I have a remote linux system that became super slow yesterday. Since the remote luks unlocking I've setup doesn't seem to work reliable and I won't be able to physically access the machine within the next 10 days I'm trying to debug this instead of rebooting.
The system status tools I'm used to are htop
and dstat
and since I had dstat
running in an ssh session I can see that since yesterday 2021-09-09 08:51:42 one cpu core is always fully used by "sys" - which I guess means the kernel?
I can't see any culprit process or thread in htop
.
I've stopped all user services and unmounted everything non essential which made the system respond a bit better again but still not nearly as fast as it should (got an Intel i7 CPU with an SSD).

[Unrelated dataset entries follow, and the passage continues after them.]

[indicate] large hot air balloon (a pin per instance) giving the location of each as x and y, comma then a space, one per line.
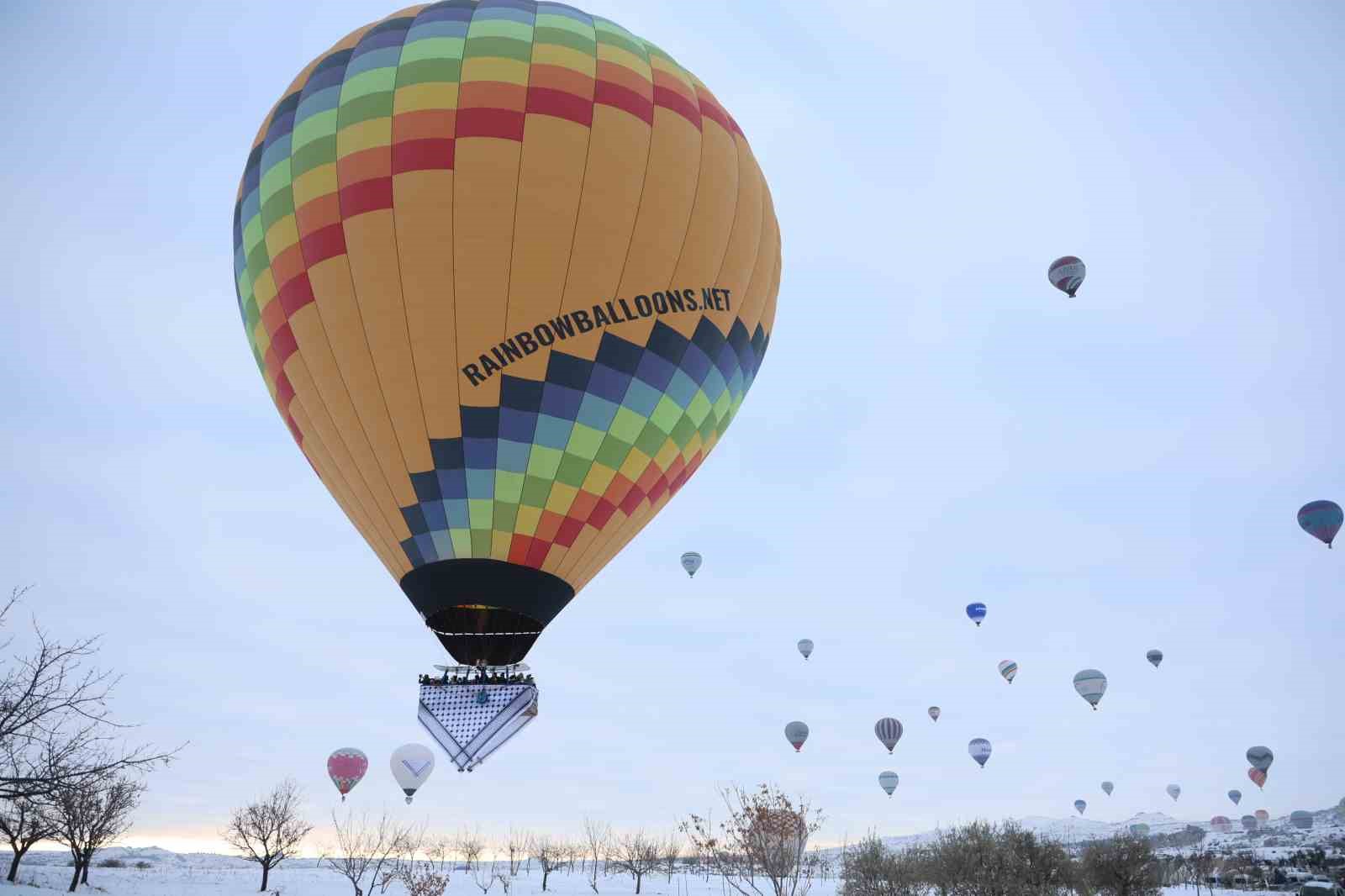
888, 730
1067, 275
346, 767
412, 766
1321, 519
508, 272
1091, 685
1261, 757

I've found https://tanelpoder.com/posts/high-system-load-low-cpu-utilization-on-linux/ and installed the referenced https://0x.tools/ to get this result for psn -G syscall,wchan
:
=== Active Threads ========================================================================================
samples | avg_threads | comm | state | syscall | wchan
-----------------------------------------------------------------------------------------------------------
100 | 1.00 | (btrfs-cleaner) | Running (ON CPU) | [running] | 0
100 | 1.00 | (dpkg) | Disk (Uninterruptible) | fsync | btrfs_commit_transaction
100 | 1.00 | (systemd-journal) | Disk (Uninterruptible) | ftruncate | wait_current_trans
1 | 0.01 | (sshd) | Running (ON CPU) | [running] | 0
1 | 0.01 | (thermald) | Disk (Uninterruptible) | [running] | ec_guard
1 | 0.01 | (thermald) | Running (ON CPU) | [running] | 0
The dpkg
process can be explained by me trying to run apt upgrade
which run's around at a 1/1000th of the speed you'd normally expect (just a feeling, didn't measure it).

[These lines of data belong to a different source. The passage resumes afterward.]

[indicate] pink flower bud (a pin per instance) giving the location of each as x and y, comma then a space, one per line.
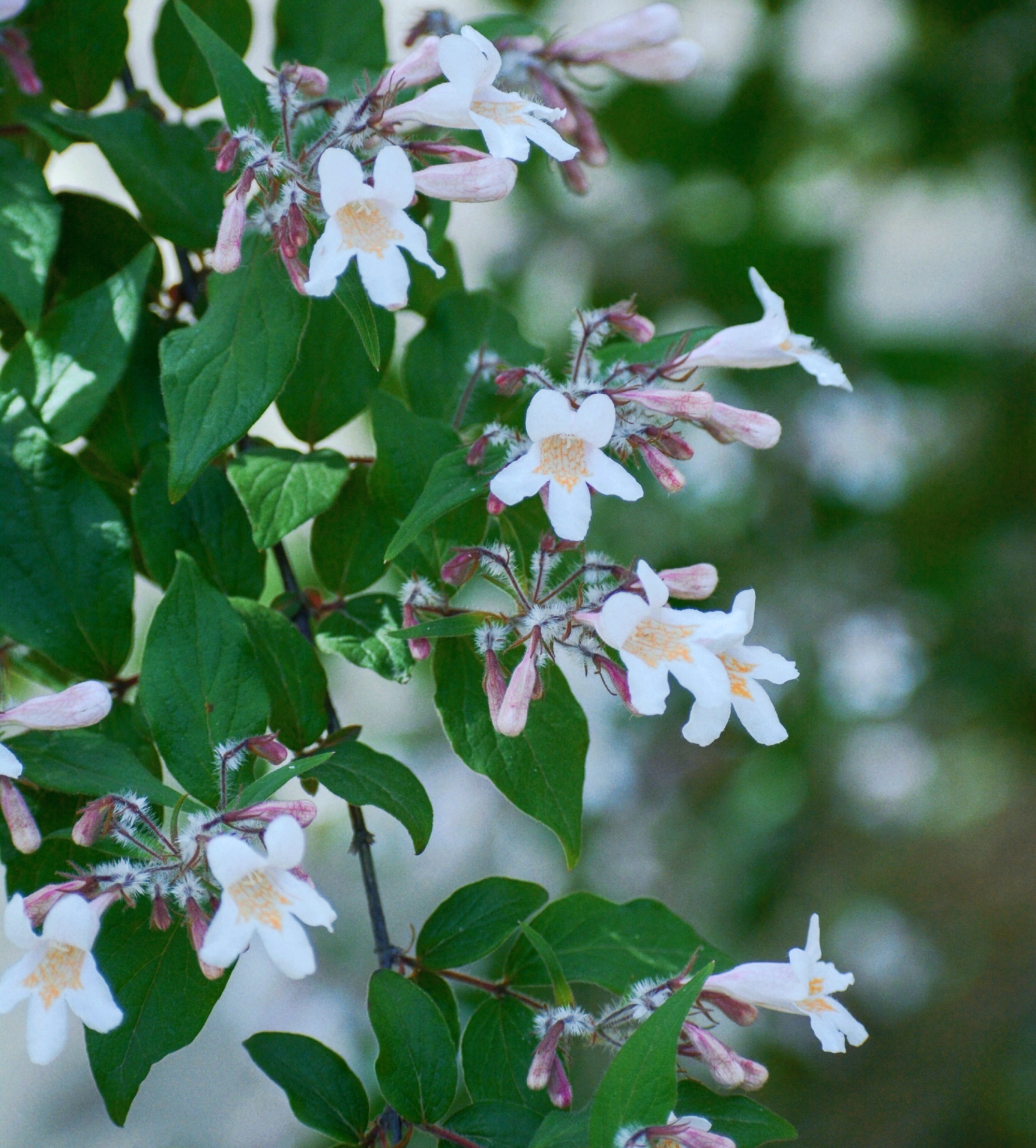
691, 582
24, 833
79, 705
681, 405
478, 182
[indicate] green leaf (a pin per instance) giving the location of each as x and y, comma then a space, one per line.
542, 771
167, 170
437, 364
30, 221
611, 945
334, 377
66, 576
208, 523
200, 681
361, 630
284, 488
408, 449
81, 762
417, 1058
348, 542
68, 369
164, 997
323, 1090
183, 70
497, 1051
363, 777
221, 375
745, 1121
314, 33
494, 1124
292, 672
243, 96
477, 920
78, 47
639, 1087
451, 484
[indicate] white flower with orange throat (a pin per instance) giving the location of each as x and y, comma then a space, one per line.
371, 224
56, 974
262, 896
566, 456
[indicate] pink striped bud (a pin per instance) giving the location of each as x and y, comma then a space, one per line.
754, 428
476, 182
691, 582
79, 705
24, 833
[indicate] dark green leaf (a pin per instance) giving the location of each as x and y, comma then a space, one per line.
497, 1051
208, 523
477, 920
200, 682
323, 1090
292, 672
437, 364
68, 369
361, 630
611, 945
408, 449
221, 375
745, 1121
334, 377
183, 70
284, 488
639, 1087
314, 33
363, 777
66, 577
417, 1058
164, 997
542, 771
348, 542
30, 221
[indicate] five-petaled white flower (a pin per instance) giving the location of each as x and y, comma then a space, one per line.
369, 223
745, 666
56, 974
566, 454
262, 896
803, 985
767, 342
468, 99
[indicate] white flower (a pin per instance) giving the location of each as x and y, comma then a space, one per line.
655, 641
506, 120
745, 666
803, 985
260, 895
566, 453
56, 974
768, 342
369, 223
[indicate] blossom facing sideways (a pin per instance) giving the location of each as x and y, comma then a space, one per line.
767, 342
803, 985
567, 456
261, 895
371, 224
56, 974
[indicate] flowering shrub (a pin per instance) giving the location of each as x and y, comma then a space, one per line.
143, 838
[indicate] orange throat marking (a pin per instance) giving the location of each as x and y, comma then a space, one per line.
257, 899
57, 973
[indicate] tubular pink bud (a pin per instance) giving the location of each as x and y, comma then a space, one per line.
754, 428
79, 705
691, 582
24, 833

Maybe there's a problem with my btrfs root file system...? I can't find the btrfs-cleaner
in htop
, I guess I'm gonna research some more on what that is..
I did run a btrfs scrub
last night which completed super fast and didn't find any problems:
# btrfs scrub status /
UUID: 2f38e0ad-7f16-4a36-8096-b7981d47b4ff
Scrub started: Thu Sep 9 23:59:00 2021
Status: finished
Duration: 0:00:24
Total to scrub: 53.09GiB
Rate: 1.78GiB/s
Error summary: no errors found
But when I used nano to modify a config file on the root partition loading and saving it was super slow just now.

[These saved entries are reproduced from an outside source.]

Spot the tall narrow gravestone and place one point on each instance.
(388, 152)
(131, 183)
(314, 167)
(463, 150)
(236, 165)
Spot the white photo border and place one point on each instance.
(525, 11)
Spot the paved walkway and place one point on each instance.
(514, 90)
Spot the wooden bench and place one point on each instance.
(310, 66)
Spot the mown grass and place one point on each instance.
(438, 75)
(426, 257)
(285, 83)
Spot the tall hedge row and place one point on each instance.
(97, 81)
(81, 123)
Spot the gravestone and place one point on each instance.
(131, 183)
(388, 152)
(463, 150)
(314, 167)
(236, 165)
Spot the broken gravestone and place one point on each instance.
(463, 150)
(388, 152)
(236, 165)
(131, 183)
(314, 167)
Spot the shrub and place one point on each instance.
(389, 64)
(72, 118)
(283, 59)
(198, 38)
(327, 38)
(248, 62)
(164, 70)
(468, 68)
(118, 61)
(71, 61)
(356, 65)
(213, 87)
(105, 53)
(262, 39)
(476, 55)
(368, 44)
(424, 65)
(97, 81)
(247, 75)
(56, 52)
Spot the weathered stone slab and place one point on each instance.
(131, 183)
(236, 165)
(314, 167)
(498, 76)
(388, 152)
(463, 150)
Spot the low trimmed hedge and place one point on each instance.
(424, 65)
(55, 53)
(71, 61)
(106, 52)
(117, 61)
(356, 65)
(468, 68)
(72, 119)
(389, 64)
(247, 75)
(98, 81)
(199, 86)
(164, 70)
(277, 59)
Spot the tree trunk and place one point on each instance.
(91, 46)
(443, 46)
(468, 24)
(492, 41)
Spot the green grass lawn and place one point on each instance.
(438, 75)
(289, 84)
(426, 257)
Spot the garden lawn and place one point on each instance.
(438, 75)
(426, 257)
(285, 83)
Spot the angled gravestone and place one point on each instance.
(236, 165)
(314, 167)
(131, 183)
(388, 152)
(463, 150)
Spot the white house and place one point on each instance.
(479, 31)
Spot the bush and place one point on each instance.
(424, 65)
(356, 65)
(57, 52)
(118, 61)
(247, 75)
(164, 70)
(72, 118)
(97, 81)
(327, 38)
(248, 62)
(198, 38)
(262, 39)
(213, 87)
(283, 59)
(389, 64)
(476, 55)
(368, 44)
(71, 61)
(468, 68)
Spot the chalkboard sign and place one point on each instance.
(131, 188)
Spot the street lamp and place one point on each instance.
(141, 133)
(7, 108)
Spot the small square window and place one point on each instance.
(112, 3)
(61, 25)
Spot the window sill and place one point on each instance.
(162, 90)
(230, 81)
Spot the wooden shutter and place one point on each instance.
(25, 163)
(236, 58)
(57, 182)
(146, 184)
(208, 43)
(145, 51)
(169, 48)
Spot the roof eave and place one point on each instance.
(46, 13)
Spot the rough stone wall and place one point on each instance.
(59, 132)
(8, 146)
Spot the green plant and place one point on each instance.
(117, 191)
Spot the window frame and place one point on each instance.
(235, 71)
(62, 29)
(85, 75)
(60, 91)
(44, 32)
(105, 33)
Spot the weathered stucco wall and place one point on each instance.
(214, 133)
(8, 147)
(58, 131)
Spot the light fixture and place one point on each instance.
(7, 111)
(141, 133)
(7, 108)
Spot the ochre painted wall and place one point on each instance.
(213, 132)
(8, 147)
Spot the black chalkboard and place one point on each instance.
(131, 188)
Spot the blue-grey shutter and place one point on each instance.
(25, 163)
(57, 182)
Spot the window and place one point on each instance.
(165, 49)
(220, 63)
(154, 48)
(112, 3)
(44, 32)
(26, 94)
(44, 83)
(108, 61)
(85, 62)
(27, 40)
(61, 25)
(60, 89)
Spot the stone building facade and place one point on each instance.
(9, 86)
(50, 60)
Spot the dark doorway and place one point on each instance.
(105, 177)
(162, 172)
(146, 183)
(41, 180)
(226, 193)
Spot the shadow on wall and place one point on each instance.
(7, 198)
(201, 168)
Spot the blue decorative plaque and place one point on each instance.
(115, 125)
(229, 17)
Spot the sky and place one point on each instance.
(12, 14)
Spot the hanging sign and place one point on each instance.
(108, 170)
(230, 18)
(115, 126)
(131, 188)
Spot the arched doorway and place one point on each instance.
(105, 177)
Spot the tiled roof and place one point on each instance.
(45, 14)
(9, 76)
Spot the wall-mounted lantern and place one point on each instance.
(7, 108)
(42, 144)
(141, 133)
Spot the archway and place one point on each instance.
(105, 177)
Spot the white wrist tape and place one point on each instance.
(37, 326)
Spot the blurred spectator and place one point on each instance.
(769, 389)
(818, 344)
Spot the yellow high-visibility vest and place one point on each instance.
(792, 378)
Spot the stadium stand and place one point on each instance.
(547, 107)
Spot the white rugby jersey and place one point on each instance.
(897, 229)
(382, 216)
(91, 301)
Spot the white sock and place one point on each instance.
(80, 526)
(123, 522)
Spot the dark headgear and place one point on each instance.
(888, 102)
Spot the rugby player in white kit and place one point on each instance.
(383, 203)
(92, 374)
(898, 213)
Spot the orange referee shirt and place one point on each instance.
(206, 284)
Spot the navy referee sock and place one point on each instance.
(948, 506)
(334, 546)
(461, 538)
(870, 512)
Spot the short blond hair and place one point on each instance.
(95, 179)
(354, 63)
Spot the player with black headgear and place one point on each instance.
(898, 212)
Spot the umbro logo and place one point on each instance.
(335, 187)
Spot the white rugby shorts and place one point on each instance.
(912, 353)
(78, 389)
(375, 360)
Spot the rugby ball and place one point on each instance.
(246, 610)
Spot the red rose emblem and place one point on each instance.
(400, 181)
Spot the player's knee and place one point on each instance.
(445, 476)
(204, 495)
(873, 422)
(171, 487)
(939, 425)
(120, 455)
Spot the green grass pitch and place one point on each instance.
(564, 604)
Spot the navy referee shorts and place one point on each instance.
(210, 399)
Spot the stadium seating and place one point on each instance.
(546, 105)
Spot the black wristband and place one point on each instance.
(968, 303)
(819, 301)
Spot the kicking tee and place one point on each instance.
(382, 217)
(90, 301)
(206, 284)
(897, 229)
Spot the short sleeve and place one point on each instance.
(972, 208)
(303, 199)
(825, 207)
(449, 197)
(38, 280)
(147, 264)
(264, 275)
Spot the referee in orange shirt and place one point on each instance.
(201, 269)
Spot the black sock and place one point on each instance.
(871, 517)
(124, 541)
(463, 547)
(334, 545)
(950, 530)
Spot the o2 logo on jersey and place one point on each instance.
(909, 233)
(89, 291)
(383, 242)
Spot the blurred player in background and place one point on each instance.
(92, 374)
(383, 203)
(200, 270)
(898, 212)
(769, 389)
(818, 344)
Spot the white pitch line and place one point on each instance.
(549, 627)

I just stumbled upon this: https://www.reddit.com/r/btrfs/comments/fmucrq/btrfs_snapshots_make_entire_system_lag_cpu_usage/ which has a comment that sounds similar to my problem:
every time on boot and after a snapshot btrfs-transacti and btrfs-cleaner would use up a core completely causing immense lag
only that this says it just lasts a few minutes on boot and snapshot creation, but I've disabled my btrbk
backup setup on this system a few days ago when one of the attached disks started to show problems.
I'm not sure if my btrfs root filesystem was using qgroups
, but I just ran btrfs quota disable /
which took around 10 seconds and didn't give any feedback.
Anybody got any other hint's for me how to debug / solve this problem?